On se lança un regard avant de sourire. Et Rika se lança.
« Avec Hanako... On se demandait si vous pouviez nous offrir les places d'un spectacle un peu particulier.
- Et quel est ce spectacle ? demanda calmement notre père. »
Je me souviens que je m'étais raidi à sa demande. Une sueur froide avait coulé le long de mon cou. Je savais que ça n'allait pas lui plaire. J'avais peur des conséquences. Puis, je sentis la main de Rika enlacer la mienne. Je tournai la tête vers elle. Une lueur de peur était incrustée au fond de ses pupilles. Mais elle souriait.
« C'est un spectacle présentant tout ce qu'il faut savoir pour devenir héros. Tu sais, les compétences, les écoles... Il y aura même des démonstrations ! Ce sera... Ah ! »
Rika tomba au sol alors que notre père lui avait balancé son bol au visage. Furieux, il se leva et marcha en direction de Rika. Je m'étais jetée sur elle, essayant de la faire relever. Mais elle saignait beaucoup de la tête et était sous le choc.
Notre mère s'interposa entre nous.
« Chéri, arrête ça ! Ce sont tes filles !
Justement ! Je dois les arrêter avant que ce ne soit trop tard ! »
Elle se jeta à son bras, mais il la repoussa violemment. Elle se cogna contre la table et tomba au sol, inconsciente. Kakeru hurla et courut à l'extérieur de la cuisine, nous laissant seules avec notre père. Affolée, j'essayai encore de relever Rika.
« Rika ! Rika ! Lève-toi !
- Qui a eu cette stupide idée ?! C'est encore toi Rika ?

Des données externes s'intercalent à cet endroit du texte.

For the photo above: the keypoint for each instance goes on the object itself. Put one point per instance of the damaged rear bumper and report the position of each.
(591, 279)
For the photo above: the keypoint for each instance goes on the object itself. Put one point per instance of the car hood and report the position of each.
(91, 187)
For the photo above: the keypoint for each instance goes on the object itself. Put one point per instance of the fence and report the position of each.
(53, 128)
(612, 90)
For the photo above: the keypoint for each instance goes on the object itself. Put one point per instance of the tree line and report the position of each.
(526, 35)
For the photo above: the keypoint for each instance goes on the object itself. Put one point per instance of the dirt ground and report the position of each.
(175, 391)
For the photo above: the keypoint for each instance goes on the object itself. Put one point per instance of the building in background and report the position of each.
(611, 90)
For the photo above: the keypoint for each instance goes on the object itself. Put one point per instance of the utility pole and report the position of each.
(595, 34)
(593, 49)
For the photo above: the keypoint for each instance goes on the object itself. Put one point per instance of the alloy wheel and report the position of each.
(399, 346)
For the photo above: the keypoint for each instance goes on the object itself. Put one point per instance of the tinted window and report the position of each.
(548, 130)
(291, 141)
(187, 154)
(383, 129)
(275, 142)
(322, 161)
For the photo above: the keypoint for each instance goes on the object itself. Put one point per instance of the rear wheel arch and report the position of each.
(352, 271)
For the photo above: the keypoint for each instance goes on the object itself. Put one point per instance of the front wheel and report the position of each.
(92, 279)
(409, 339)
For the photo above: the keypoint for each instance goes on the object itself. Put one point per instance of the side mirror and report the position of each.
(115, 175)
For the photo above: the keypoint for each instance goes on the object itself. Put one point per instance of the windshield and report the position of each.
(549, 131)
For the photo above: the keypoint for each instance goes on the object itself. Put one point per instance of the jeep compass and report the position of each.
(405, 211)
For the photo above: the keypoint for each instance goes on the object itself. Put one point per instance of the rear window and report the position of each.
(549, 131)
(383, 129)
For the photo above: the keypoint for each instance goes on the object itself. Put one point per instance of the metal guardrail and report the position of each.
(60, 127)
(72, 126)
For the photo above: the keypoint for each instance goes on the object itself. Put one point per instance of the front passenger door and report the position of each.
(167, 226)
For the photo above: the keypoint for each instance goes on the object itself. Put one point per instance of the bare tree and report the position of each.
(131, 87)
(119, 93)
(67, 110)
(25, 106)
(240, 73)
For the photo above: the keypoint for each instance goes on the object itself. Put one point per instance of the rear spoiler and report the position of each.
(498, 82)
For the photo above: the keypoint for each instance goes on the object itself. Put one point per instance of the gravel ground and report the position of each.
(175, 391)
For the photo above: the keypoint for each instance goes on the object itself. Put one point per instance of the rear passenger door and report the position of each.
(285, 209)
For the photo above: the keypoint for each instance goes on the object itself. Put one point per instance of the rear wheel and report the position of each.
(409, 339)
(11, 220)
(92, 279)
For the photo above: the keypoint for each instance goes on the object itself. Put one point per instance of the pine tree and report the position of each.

- Non ! Non, c'est moi ! Alors ne fais plus de mal à Rika !
- Tu mens ! »
Il serrait les poings si forts que du sang finit par s'écouler de sa paume. Aveuglé par la colère, il modélisa un bâton pointu avec son sang. Apeurée, j'enlaçais Rika pour la protéger alors qu'il me lacéra le dos. J'avais hurlé à mon tour.
« Hanako ! »
Rika avait alors pris ma place et se servit de son alter pour faire reculer notre père. Avec le sang qui s'écoulait de sa tête, elle lui avait lancé plein de petits pics qui l'avaient écorché à son tour. Rika s'était penchée vers moi alors que je pleurais de douleur. J'avais du mal à respirer.
Et puis l'horreur arriva. Rika fut transpercée par le bâton de notre père. Transpercée au cœur.
« Rika, je ne te laisserai pas entraîner Hanako dans le mauvais chemin. Pourquoi vous ne comprenez pas que les héros sont le mal incarné ? Pourquoi vous ne voulez pas que je vous protège ?
- Rika... »
Elle tomba à mes côtés, crachant du sang. Difficilement, elle chercha ma main. Je la serrai fort, très fort. On se regarda une dernière fois dans les yeux. Rika ne pouvait plus parler. Mais elle me sourit, les larmes aux yeux. Puis la pression de ses doigts diminua. Ses paupières ne clignaient plus. Je ne sentais plus son souffle.
Le reste, je ne me souvenais pas de grand-chose. Il y a eu beaucoup de bruit. Il y a eu des hurlements. Je ne sais plus quand j'ai perdu connaissance.
Le reste, c'est la police qui me le raconta alors que j'étais dans mon lit d'hôpital. Je me souviendrai de leurs yeux pour le restant de ma vie. Pas une once de compassion. Ils m'annonçaient les choses durement, cherchant à savoir si j'étais impliquée dans la mort de Rika.
J'étais allongée dans mon lit, sans pouvoir bouger, répondant à leurs questions.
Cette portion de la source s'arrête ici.